Windoor sports: Table and board edition

 

February 7, 2018



In a small western town (or just small towns in general probably), the bulk of general socialization goes on in establishments that serve alcohol.

In the summer our towns boast activities and events aplenty—and folks can get out and get together with friends at leisure.

But in winter there are only so many things one can do to get out of the house and socialize.

That’s where winter indoor (or Windoor) sports come in.

Racking up friends

Saratoga has a pool league, a dart league and a cribbage league (and probably some others I’m not thinking of).

It’s a way to see friends and meet new people—and I have met quite a few people over a pool table or in front of a dart board over the years.

We even had a church team that played in the pool league one year and they were nice folks who I might not have otherwise met (while I have been in church before, I am constantly concerned either I or the church is going to spontaneously combust).


I have played with state and local politicians, mechanics, carpenters, teachers and pretty much any type of person you can name—and I have always considered that a good thing.

In league

I cannot remember how many times I have trudged through snow and ice to get to the bar I am playing in that night, but if I happen to be crossing the street with friends or teammates, the comment is often made, “This is what we do in the winter.”

Dart league is Tuesday night (it used to be Thursdays) and pool league is Wednesday so these things are a good excuse to get out of the house midweek in the colder months.

Finding (or losing)

balance

Either fortunately or unfortunately (depending on your particular bent) these activities take place in saloons, taverns or just plain bars.

Some individuals show up for these things and abstain from drinking altogether, some might just have a “toddy.” Others imbibe a bit more than that (insert smiley face emoji here).

There is an oft-tossed-around theory that there is a “perfect balance” of alcohol to game play.

Some people claim they are at the top of their game after three beers (your mileage may vary). The thought here is: Those drinks are enough to get over any nervousness they might have going into a game and allow them to be “looser.”

From *ahem* personal experience, there is a good deal of truth to this.

Our neck of the woods feature some players who are borderline professionals. When you know you are going up against one of these people, there can be a smidgen of anxiety.

You want to play your best, but if you overthink the thing you are doomed.

That’s where the “perfect balance” comes in.

It is kind of a bell curve though.

If you can get to the top of the curve and maintain that balance, good for you.

If you do have that extra one or two drinks, the drop-off in your quality of play can be precipitous.
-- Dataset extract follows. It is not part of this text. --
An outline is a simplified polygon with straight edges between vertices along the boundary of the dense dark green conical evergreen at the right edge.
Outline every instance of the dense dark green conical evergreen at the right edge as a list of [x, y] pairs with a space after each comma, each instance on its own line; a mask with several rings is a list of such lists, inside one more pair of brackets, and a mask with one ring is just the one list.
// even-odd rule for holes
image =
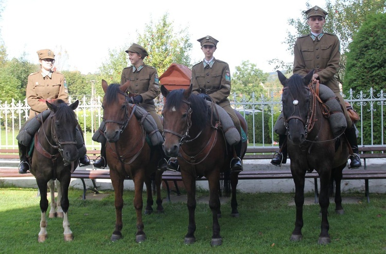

As soon as you make that point though, someone will be quick to point out that this person or that person actually plays better (the correct term is “lights out”) when they have to hold up the pool table during play.

These characters can often be identified by hearing them ask the questions: “What am I?” (in reference to what balls they have in pool), or “Is it my turn already?”

Polishing your game

Whether or not you drink playing on league night, you will get better at the sport you have chosen.

Darts take repetition and muscle memory. If you play on a regular basis—especially against the level of competition we have around here—you will become more proficient.

Playing pool also requires basic coordination and getting your stroke correct takes practice. But if you play here (once again, against some really good players), you will find that learning strategy carries more weight.

As I have told people on numerous occasions, “If you play league, you will be much better by the end of the season.”

This is true the greatest percentage of the time.

I have seen people that, in their first year playing, everyone beat. That next year that same person was beating a lot of people and had become a tough out.

Taking it on the road

The good thing about getting used to a pool table or dart board is that almost every bar has one or the other.

You now have something to do immediately if you are on your own.

Chuck some quarters in a pool table and you can play by yourself. Heck, I even practice right versus left handed sometimes.

The funny thing is, my left handed shot disproportionally wins—and I normally shoot right.

I have asked complete strangers if they are up for a game. You might not make a lifelong friend like that, but you can have a good time talking to someone new while enjoying a game.

The same with darts.

After the awards dinner was over at the Wyoming Press Association convention in Casper, I found two guys playing darts in the hotel bar and asked if I could get in when they were finished.

When their game was over, they let me know and I played the winner. It was a close game—and my competitor won—but I think they got a kick out of seeing a guy in a full dress kilt and jacket throwing darts.

Endgame

It was not my particular intent to encourage folks to step into any local watering hole. I am also not trying to advise you to drink.

These games that I enjoy are played in bars. There is no way around it.

You local coffee shop is probably not real likely to put a pool table in.

A dartboard might look out of place in a bank (but you could get change easily and it might give “boardroom” a new definition).

If you are interested in playing Windoor sports, stop by on a league night and ask anyone playing who to talk to about getting in a league. You might just enjoy yourself.